Explicação: O Pólen na Campana Muta

O soneto “Il Polline nella Campana Muta” configura-se como uma profunda meditação sobre a natureza do silêncio, elevando-o de mera ausência de som a entidade palpável, quase sagrada. O autor explora uma dimensão em que o não-evento, o não-som, adquire uma presença tangível e um significado transcendente.

O componimento se inicia com a imagem sugestiva de uma campana, arquétipo de ressonância e chamado, aqui definida como “bocca grave” e “nunca tocado pelo toque, nem canção”. Desde o primeiro verso, estabelece-se um paradoxo fundamental: um instrumento nascido para produzir som é guardião de um silêncio inviolado.
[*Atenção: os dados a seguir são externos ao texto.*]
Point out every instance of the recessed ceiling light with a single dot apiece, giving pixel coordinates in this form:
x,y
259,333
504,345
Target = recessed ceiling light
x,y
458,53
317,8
Esta campana não está simplesmente silenciosa por desuso, mas por uma escolha intrínseca, uma vocação à quietude. Sobre esta inatividade repousa, com uma delicadeza quase imperceptível, “o pólen do silêncio, manto eterno”. A metáfora do pólen é extraordinariamente eficaz: o pólen é leve, vital, portador de vida e continuidade, e ainda assim aqui está imbuído da qualidade do silêncio, sugerindo uma sua difusão sutil, pervasiva e quase invisível, que envolve e define. O silêncio não é vazio, mas um “manto”, uma cobertura que veste a eternidade.

A segunda estrofe reforça esta condição de ausência ativa. “O bronze não treme com nenhuma nota arcana, nem o ar vibra de um presságio quebrado.” Nega-se qualquer potencial distúrbio ou cumprimento sonoro, acentuando a imutabilidade da cena. O próprio ar, que geralmente carrega as vibrações do som, permanece inalterado. O centro desta estrofe é a ideia de “Apenas uma espera, antiga e soberana”, que “guarda o seu nada, puro e santo”. O silêncio é personificado como uma entidade que aguarda, não o fim do seu estado, mas a perpetuação dele. O “nada” não é percebido como falta, mas como uma condição intrínseca e preciosa, elevada a um estado de pureza e santidade, quase um valor espiritual. Este “nada” é guardado gelosamente, sinal da sua inestimável importância.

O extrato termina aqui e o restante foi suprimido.